The Table shows the recommended schedule for pneumococcal vaccination in patients with asplenia. According to the data from Centers for Disease Control and Prevention (CDC), about 50% of invasive pneumococcal diseases in immunocompromised adults are due to serotypes contained in PCV13 vaccination and about 21% due to serotypes contained only in PPSV23.12 Immunocompromised patients may have reduced response to PPSV23, but the CDC recommends the administration of this vaccine to reduce the risk of invasive pneumococcal disease.11 If the pneumococcal vaccination cannot be administered prior to the splenectomy, then administration should be delayed until functional antibody response returns, at least 14 days after the procedure.3

Pneumococcal vaccine (PCV13 or PPSV23) can be safely given at the same time as inactivated influenza vaccine, but there are no data relating to other vaccinations.13 Concomitant administration of PPSV23 with zoster vaccine may lead to a loss of immune response to zoster vaccine. Ideally, these vaccines should be given at least 4 weeks apart.

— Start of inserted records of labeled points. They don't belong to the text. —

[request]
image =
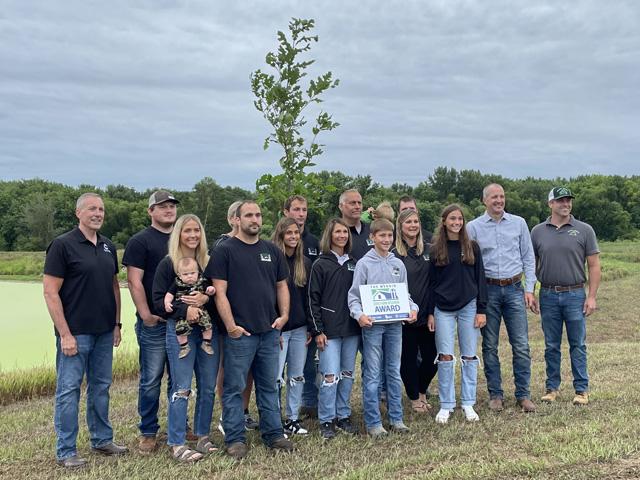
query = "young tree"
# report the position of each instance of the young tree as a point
(282, 98)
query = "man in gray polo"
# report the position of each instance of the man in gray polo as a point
(562, 245)
(506, 252)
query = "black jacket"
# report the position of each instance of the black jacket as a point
(418, 281)
(329, 285)
(298, 307)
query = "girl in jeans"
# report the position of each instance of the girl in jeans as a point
(336, 334)
(293, 340)
(458, 286)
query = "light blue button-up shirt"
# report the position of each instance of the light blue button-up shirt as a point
(506, 247)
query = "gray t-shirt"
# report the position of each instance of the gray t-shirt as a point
(561, 252)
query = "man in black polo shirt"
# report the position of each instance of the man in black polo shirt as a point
(350, 205)
(250, 277)
(141, 257)
(83, 298)
(296, 207)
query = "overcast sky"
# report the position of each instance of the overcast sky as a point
(156, 93)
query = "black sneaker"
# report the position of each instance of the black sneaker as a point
(346, 426)
(293, 427)
(327, 430)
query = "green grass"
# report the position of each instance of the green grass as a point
(560, 441)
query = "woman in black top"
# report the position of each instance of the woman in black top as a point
(414, 253)
(187, 240)
(458, 286)
(336, 334)
(294, 338)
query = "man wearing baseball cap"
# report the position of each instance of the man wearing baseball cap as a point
(141, 257)
(562, 245)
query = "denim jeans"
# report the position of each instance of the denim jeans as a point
(337, 359)
(94, 358)
(375, 340)
(310, 387)
(468, 341)
(506, 303)
(294, 355)
(258, 352)
(557, 308)
(153, 362)
(205, 367)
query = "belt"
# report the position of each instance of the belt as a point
(505, 281)
(563, 288)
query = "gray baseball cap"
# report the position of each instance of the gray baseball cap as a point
(161, 196)
(560, 192)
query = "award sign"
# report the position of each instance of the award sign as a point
(385, 302)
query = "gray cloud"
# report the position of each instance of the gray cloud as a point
(157, 93)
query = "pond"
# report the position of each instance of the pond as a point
(27, 338)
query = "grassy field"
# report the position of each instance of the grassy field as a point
(559, 441)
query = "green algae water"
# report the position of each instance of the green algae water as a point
(26, 330)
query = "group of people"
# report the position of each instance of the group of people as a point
(241, 314)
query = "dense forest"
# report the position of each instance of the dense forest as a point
(35, 211)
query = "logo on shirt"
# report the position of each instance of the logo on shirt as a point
(265, 257)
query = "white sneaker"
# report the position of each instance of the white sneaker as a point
(470, 414)
(443, 415)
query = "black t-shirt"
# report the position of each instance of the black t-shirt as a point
(251, 272)
(299, 305)
(455, 284)
(360, 242)
(144, 251)
(311, 245)
(418, 281)
(87, 296)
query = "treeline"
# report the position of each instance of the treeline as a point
(35, 211)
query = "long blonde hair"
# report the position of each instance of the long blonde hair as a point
(175, 251)
(401, 246)
(299, 273)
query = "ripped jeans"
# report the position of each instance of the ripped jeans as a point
(337, 365)
(468, 341)
(205, 367)
(294, 355)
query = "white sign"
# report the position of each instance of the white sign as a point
(385, 302)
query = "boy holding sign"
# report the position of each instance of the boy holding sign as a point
(379, 301)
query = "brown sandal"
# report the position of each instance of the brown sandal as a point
(205, 446)
(420, 406)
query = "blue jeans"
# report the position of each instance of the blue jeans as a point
(375, 340)
(338, 359)
(258, 352)
(468, 341)
(205, 367)
(94, 358)
(294, 354)
(310, 389)
(556, 309)
(153, 361)
(506, 303)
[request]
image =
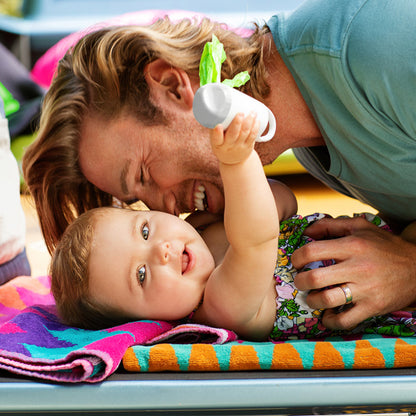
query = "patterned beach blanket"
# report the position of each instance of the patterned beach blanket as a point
(34, 343)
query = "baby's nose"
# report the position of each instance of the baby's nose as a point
(164, 254)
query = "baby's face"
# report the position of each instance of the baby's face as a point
(148, 264)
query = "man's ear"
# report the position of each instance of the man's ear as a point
(167, 82)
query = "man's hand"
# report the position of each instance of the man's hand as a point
(378, 267)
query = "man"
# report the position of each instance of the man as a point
(118, 122)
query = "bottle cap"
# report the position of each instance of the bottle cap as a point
(211, 104)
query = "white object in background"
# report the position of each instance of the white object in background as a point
(217, 103)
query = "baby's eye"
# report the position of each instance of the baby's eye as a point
(145, 231)
(141, 275)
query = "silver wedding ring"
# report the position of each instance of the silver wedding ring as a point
(347, 293)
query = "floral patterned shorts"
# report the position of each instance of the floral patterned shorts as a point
(294, 318)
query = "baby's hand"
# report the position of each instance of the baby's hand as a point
(237, 142)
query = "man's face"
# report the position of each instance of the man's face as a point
(170, 168)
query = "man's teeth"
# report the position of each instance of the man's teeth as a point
(200, 198)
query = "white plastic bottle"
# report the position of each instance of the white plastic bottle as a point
(217, 103)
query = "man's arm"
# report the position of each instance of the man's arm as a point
(378, 267)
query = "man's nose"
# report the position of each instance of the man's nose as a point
(158, 200)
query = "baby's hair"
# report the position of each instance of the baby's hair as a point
(70, 276)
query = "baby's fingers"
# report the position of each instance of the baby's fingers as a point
(217, 136)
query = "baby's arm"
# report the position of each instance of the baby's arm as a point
(238, 294)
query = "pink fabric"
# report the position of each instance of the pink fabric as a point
(44, 69)
(33, 342)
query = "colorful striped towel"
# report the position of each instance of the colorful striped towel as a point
(34, 343)
(369, 351)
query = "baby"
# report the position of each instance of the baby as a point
(116, 265)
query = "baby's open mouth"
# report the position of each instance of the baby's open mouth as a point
(185, 261)
(200, 199)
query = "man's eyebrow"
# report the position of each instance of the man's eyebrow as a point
(123, 175)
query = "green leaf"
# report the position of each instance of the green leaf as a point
(239, 80)
(212, 58)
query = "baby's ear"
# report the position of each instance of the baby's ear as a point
(168, 82)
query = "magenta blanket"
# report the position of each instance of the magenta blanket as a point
(34, 343)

However, the CDC endorses the administration of both of these vaccines at the same time to limit barriers to vaccination.

Haemophilus influenza type b vaccination

The ACIP does not recommend routine administration of Hib vaccine to the general adult population, but patients with asplenia or hyposplenia should receive Hib vaccination if not vaccinated before.3,8 In the United States, adults with asplenia can receive one of the 2 Hib vaccines: ActHIB or Hiberix.10 Both have the Hib capsular polysaccharide bound to tetanus toxoid. Revaccination is not necessary.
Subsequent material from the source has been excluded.